New techniques for treating chronic pain, including headaches and neck pain arising from whiplash injuries, could bring relief…

New techniques for treating chronic pain, including headaches and neck pain arising from whiplash injuries, could bring relief to the estimated 10 per cent of Irish people who suffer from it.

It is defined as pain which persists longer than three months and does not respond to conventional treatment.
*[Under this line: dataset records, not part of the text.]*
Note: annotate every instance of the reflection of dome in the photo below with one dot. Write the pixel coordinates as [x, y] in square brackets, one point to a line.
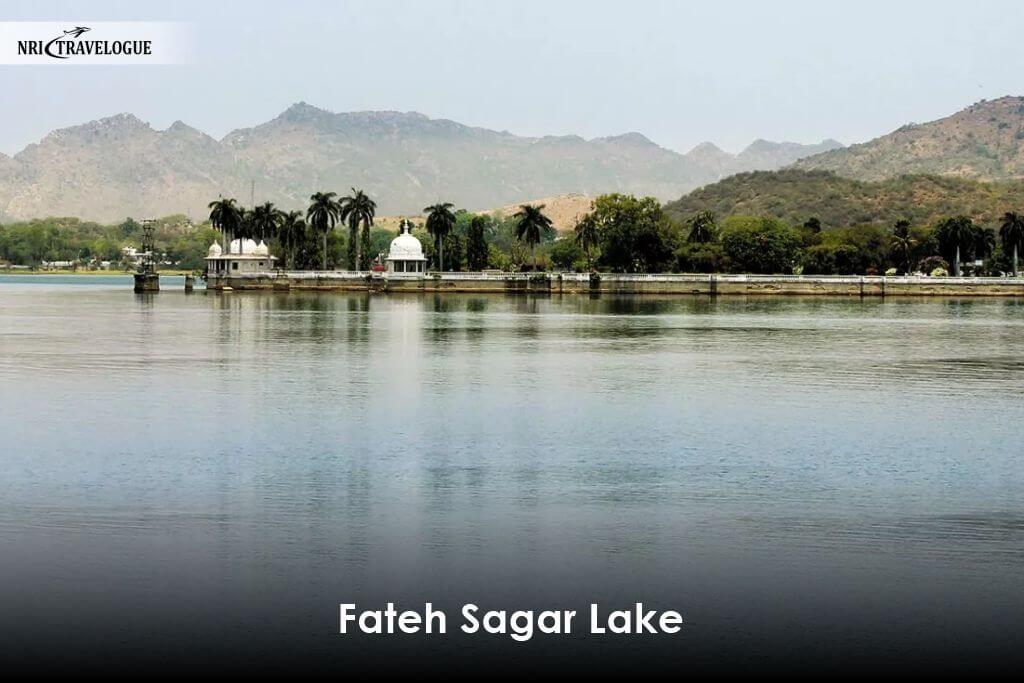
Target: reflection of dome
[248, 247]
[406, 247]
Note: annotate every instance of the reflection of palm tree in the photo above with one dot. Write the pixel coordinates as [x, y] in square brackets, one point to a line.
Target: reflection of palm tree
[530, 225]
[225, 215]
[587, 236]
[440, 220]
[903, 243]
[291, 233]
[1012, 235]
[356, 209]
[323, 215]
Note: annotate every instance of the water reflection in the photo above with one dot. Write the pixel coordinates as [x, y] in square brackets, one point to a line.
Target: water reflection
[266, 455]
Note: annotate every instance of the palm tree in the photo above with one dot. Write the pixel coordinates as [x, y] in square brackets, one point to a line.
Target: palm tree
[225, 215]
[323, 215]
[356, 209]
[702, 227]
[1012, 235]
[265, 221]
[440, 220]
[983, 243]
[954, 233]
[587, 236]
[903, 244]
[291, 233]
[246, 228]
[530, 225]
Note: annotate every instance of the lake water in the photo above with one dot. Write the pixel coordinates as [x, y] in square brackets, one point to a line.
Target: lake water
[812, 482]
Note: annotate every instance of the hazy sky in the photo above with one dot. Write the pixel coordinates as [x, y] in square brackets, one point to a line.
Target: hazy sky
[677, 72]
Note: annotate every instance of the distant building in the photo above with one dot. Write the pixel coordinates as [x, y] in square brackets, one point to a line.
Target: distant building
[243, 256]
[406, 254]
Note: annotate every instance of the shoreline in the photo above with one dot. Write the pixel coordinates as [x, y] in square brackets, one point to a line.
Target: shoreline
[707, 285]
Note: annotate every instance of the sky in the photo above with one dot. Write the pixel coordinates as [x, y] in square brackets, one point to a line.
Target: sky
[680, 73]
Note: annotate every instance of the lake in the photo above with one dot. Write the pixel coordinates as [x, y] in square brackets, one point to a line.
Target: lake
[813, 483]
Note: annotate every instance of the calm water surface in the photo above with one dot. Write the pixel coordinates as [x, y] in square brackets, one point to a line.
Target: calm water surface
[812, 482]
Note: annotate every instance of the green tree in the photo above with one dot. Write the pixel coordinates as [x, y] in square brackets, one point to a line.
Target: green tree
[291, 233]
[565, 254]
[902, 244]
[323, 216]
[225, 215]
[704, 227]
[476, 244]
[955, 235]
[357, 209]
[587, 237]
[530, 226]
[1012, 236]
[635, 236]
[265, 221]
[440, 220]
[760, 245]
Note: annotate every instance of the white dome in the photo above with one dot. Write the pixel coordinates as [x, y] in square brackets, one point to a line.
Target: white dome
[248, 246]
[406, 248]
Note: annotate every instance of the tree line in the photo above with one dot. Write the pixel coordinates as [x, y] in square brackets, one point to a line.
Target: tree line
[459, 238]
[620, 233]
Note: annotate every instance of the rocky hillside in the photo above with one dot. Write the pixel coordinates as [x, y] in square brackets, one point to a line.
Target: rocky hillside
[984, 141]
[796, 196]
[120, 166]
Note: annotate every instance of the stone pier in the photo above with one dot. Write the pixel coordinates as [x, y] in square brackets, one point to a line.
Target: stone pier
[572, 283]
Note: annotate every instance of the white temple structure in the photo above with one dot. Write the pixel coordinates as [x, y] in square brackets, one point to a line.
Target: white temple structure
[243, 256]
[406, 254]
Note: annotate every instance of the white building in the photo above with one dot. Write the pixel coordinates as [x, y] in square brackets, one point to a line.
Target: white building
[406, 254]
[243, 256]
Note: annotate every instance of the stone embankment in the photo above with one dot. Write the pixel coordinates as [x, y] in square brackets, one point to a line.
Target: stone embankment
[571, 283]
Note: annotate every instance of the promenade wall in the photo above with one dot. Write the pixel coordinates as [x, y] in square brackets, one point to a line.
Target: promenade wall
[512, 283]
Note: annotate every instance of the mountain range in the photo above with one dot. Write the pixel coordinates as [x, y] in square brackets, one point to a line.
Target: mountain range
[984, 141]
[120, 166]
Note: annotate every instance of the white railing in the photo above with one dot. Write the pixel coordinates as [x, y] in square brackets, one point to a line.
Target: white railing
[623, 278]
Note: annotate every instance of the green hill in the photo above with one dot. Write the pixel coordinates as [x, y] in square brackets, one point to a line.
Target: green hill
[795, 196]
[983, 141]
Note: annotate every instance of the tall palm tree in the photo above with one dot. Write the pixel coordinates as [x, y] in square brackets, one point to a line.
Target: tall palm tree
[440, 220]
[903, 244]
[1012, 235]
[246, 228]
[702, 227]
[587, 236]
[983, 243]
[530, 225]
[291, 232]
[323, 215]
[954, 233]
[358, 209]
[265, 220]
[225, 215]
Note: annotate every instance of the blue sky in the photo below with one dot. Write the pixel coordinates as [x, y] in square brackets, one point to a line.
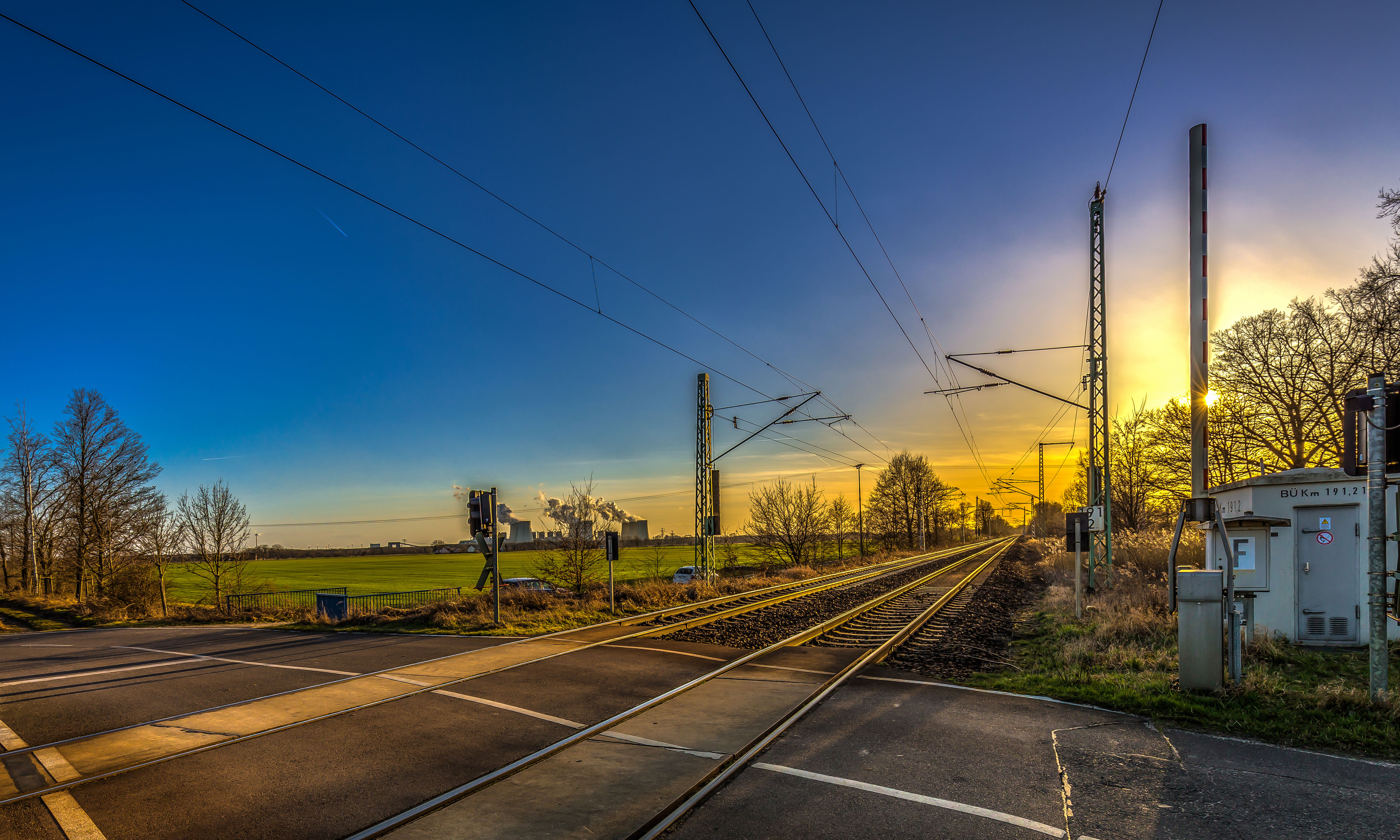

It can result from a road traffic or industrial accident; post operative surgery, systemic diseases, and sports or stress-related injures - sometimes, it appears for no logical reason.

Addressing an international conference on pain management in Ennis, Co Clare, yesterday, Prof Patrick D. Wall of St Thomas's Hospital in London said the classical interpretation that pain came from peripheral tissue and sent a signal to the brain, much in the way a bell is rung, had proved to be "just too simple". His research, and that of other pain specialists, was concentrating on how that message moves from the tissue through the nervous system to the brain. "A lot of things affect it, and the brain itself is controlling the message."

This opened up many possibilities and helped explain why people manifest pain differently. These factors, including the circumstances in which people are injured and dealt with afterwards, had implications for complex therapy needed to treat the patient experiencing chronic pain.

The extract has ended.